However, output fell in the latest quarter as they grappled with the fall-out from the economic slowdown, which took a toll on sales earlier in previous months.
The latest edition of the Industrial Trends survey by the CBI in Scotland points to a marked improvement in trading conditions for manufacturers in the latest quarter, which was reflected in a big increase in confidence
The employers' organisation found a balance of 15% of respondents reported an increase in new orders in the quarter.
This followed five successive quarters of falling orders. With a balance of 16% reporting a rise in export orders, compared with 15% in the previous quarter, CBI Scotland said concerns about political conditions in key export markets have eased.
Director of CBI Scotland, Iain McMillan, said: "This survey also provides further evidence that the domestic economy is improving, after a long and difficult period for industrial firms."
A balance of 7% of firms reported an increase in domestic orders rather than a fall.
In the five previous quarterly surveys, more firms reported a fall in domestic orders than an increase.
Respondents thinks conditions will improve, with a balance of 31% expecting orders to increase.
A balance of 21% of respondents said they were more optimistic about the business situation than three months ago, compared with 8% in the previous survey.
However, other findings suggest sector players still face big challenges.
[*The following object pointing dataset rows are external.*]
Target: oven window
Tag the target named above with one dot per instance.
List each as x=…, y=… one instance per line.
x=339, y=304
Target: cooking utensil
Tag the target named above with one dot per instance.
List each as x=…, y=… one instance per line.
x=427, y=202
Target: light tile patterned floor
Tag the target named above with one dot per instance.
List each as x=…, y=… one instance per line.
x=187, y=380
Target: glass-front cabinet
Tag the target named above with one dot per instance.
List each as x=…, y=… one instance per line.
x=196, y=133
A negative balance of 7% reported that output fell in the latest quarter.
Some 67% said they are still working below capacity, compared with 68% in the previous quarter.
CBI Scotland said investment intentions for the year ahead remain mixed.
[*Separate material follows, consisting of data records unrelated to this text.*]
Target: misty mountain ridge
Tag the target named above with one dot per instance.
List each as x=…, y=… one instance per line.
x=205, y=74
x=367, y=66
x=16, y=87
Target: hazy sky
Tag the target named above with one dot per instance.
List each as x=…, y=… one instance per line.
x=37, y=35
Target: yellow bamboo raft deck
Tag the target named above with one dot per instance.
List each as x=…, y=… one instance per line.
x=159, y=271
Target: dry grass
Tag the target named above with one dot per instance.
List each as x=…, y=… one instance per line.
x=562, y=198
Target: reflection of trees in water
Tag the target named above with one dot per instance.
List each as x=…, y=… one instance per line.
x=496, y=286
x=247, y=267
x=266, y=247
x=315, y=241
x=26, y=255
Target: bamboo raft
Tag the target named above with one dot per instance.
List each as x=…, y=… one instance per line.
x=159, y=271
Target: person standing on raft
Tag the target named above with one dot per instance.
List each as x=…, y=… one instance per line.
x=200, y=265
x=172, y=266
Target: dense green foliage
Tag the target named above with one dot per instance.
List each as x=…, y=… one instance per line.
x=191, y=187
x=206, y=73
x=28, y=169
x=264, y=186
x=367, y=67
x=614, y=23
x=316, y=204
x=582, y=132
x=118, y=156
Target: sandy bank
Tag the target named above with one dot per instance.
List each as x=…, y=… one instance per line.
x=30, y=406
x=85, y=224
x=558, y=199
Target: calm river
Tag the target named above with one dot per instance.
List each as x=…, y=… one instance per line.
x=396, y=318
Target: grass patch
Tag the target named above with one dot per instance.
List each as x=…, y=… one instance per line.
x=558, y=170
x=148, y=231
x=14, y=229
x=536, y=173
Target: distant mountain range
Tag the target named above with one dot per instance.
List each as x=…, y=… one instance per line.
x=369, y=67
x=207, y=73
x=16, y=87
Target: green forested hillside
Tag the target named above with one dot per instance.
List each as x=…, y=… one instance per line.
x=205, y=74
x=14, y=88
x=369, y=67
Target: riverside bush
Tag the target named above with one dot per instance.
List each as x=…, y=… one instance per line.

While a balance of firms plan to increase investment in innovation and training more respondents plan to cut spending on buildings and machinery than to increase it.
A balance of 21% expect their production costs to increase.
"High costs continue to pose a threat," said Mr McMillan.
He added: "Scottish industry needs to fight hard for every sale, and companies need to ensure that they are internationally competitive going forward. Policy makers at all levels can assist by keeping down costs which affect firms and by making it as easy as possible for firms to invest and export."
A balance of 6% of respondents expect to increase output in the current quarter.
The latest quarterly survey by Scottish Chambers of Commerce found there was a significant increase in confidence levels among manufacturers in the three months to September.
The organisation found orders rose at the strongest rate since the third quarter of 2007, before the recession that was triggered by the financial crisis.
The results of recent Purchasing Managers Index surveys by Bank of Scotland suggest growth in the private sector economy accelerated in the third quarter.